正倫理 明大義(倫理を正しうし 大義を明らかにす)
重廉恥 振元氣(廉恥を重んじ 元気を振るう)
磨知識 進文明(知識を磨き 文明を進む)

(小峯墓地公園)
 濟々黌高校の北側に広がる小峯墓地には無数の墓が立つ。墓マイラーにはたまらない場所である。時間が許せば、一日かけてこの墓地を歩いて有名人の墓を訪ねたいと思うが、この日は先を急いだので、ほんの一部を探訪するに終わった。


丁丑感舊碑

 小峯墓地にある丁丑感舊碑は、西南戦争における同志の戦死者を悼み、明治十八年(1885)に佐々友房ら熊本隊生存者らが建設したものである。当時は手取本町にあったが、道路拡張工事に伴い小峯墓地に移された。その際、左右の二基の石碑(「自誓書」「挙兵始終」)も加えられ、熊本隊全氏名が刻まれた。


丁丑殉難碑

 丁丑感舊碑の後方には、丁丑殉難碑がある。こちらには戦死者や戦後処刑された熊本隊士の名前が刻まれている。


秋山玉山墓

 秋山玉山は、元禄十五年(1702)、鶴崎(現・大分県)の生まれ。初代藩校時習館の教授。熊本藩六代藩主細川宣紀、七代宗孝、八代重賢に仕えた。


宮部鼎蔵墓

 宮部鼎蔵は、文政三年(1820)、現在の御船町に生まれた。林櫻園に学び、熊本勤王党の中心人物であった。特に吉田松陰とは無二の親友という仲であった。禁闕親兵督事として京都に滞在していたが、元治元年(1864)六月四日の池田屋事件で遭難して死亡した。四十五歳であった。


加屋霽堅墓

 加屋霽堅(はるかた)は、神風連の副隊長。天保七年(1836)生まれ。林櫻園の門下で、加藤神社の神官であった。明治九年(1876)、神風連の決起に加わり、激戦ののち熊本城二ノ丸の歩兵営内で戦死した。

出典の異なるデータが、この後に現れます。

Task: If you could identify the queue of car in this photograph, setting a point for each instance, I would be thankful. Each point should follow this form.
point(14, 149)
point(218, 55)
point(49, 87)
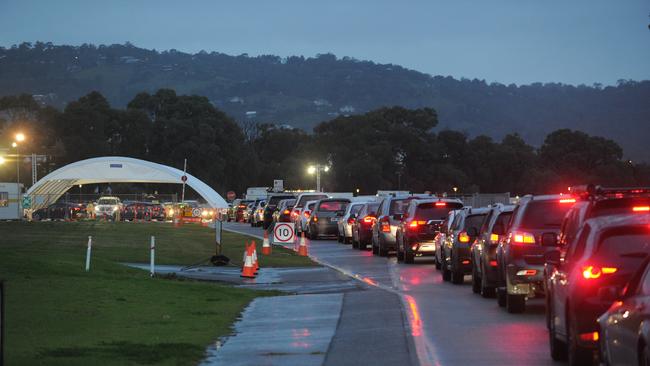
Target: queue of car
point(586, 253)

 佐々友房は、国会議員に連続当選し、国民協会や大日本協会、帝国党、大同倶楽部を組織するなど、政治家として精力的に活動した。明治三十九年(1906)九月、五十三歳で没。当初、墓は東京青山霊園に作られたが、のちに熊本小峰墓地に移された。


佐々友房墓


長谷幸輝之墓

 長谷幸輝は、天保十三年(1842)、熊本市鍛冶屋町生まれ。当時の邦楽界において「楽聖」と称され、名誉大検校の称号が贈られた。大正九年(1920)、箱根の別邸にて死去した。七十八歳。


猿渡唯夫墓?

 猿渡唯夫は、神風連の乱に参加した中で最年少の十六歳であった。乱のあと金峰山に逃れたが、その場で自刃。
 猿渡墓域には墓が三基あり、どれが猿渡唯夫のものか判別できず。取り敢えず一番それらしい墓を掲載しておく。

(肥後銀行子飼橋支店)


蕃滋園跡

 肥後銀行子飼橋支店の場所には、かつて薬草・薬木を栽培するための藩の薬園が開かれていた。ときの藩主細川重賢は、これに蕃滋園と名付けた。明治維新まで植物の育成が行われていたが、一般には「お薬園」と呼ばれていたらしい。今でもこの辺りは薬園町と称されている。